Samtools sort
Sort and (optionally) index alignments.
Info
ID: samtools_sort
Namespace: mapping
Links
Reads are sorted by leftmost coordinates, or by read name when --sort_by_read_names
is used.
An appropriate @HD-SO
sort order header tag will be added or an existing one updated if necessary.
Note that to generate an index file (by specifying --output_bai
), the default coordinate sort must be used. Thus the --sort_by_read_names
and --sort_by <TAG>
options are incompatible with --output_bai
.
Example commands
You can run the pipeline using nextflow run
.
View help
You can use --help
as a parameter to get an overview of the possible parameters.
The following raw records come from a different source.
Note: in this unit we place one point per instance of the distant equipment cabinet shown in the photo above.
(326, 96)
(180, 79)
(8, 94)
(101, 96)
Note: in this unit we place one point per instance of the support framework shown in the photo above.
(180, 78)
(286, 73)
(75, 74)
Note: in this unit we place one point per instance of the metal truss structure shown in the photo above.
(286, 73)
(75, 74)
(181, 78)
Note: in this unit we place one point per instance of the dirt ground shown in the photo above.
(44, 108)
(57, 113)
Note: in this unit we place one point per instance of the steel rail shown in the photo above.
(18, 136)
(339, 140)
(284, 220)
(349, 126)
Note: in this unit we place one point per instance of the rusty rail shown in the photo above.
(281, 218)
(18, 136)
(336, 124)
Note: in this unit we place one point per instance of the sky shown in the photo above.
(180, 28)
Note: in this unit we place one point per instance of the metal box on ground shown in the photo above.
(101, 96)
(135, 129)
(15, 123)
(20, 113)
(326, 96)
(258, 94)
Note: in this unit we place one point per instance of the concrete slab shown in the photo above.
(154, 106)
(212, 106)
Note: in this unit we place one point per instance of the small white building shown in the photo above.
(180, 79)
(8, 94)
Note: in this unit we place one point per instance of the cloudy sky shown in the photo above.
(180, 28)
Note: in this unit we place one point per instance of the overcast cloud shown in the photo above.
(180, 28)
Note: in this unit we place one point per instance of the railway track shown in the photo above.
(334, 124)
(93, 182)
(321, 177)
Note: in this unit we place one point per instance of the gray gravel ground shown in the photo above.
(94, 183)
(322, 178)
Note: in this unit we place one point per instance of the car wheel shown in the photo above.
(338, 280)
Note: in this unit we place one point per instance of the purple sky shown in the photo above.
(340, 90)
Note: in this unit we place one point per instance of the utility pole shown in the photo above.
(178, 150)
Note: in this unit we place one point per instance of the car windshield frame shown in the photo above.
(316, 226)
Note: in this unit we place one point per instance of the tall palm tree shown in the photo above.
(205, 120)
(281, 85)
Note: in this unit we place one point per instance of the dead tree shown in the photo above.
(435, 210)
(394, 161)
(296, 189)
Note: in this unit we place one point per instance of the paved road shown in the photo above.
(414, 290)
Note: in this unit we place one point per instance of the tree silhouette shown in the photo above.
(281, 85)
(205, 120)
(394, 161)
nextflow run openpipelines-bio/openpipeline \
-r 1.0.2 -latest \
-main-script target/nextflow/mapping/samtools_sort/main.nf \
--help
Run command
Example of params.yaml
# Arguments
minimizer_cluster: false
# minimizer_kmer: 20
sort_by_read_names: false
# sort_by: "foo"
no_pg: false
# Input
input: # please fill in - example: "input.bam"
# Output
# output_bam: "$id.$key.output_bam.bam"
# output_bai: "$id.$key.output_bai.bai"
# output_format: "bam"
# compression: 5
# Nextflow input-output arguments
publish_dir: # please fill in - example: "output/"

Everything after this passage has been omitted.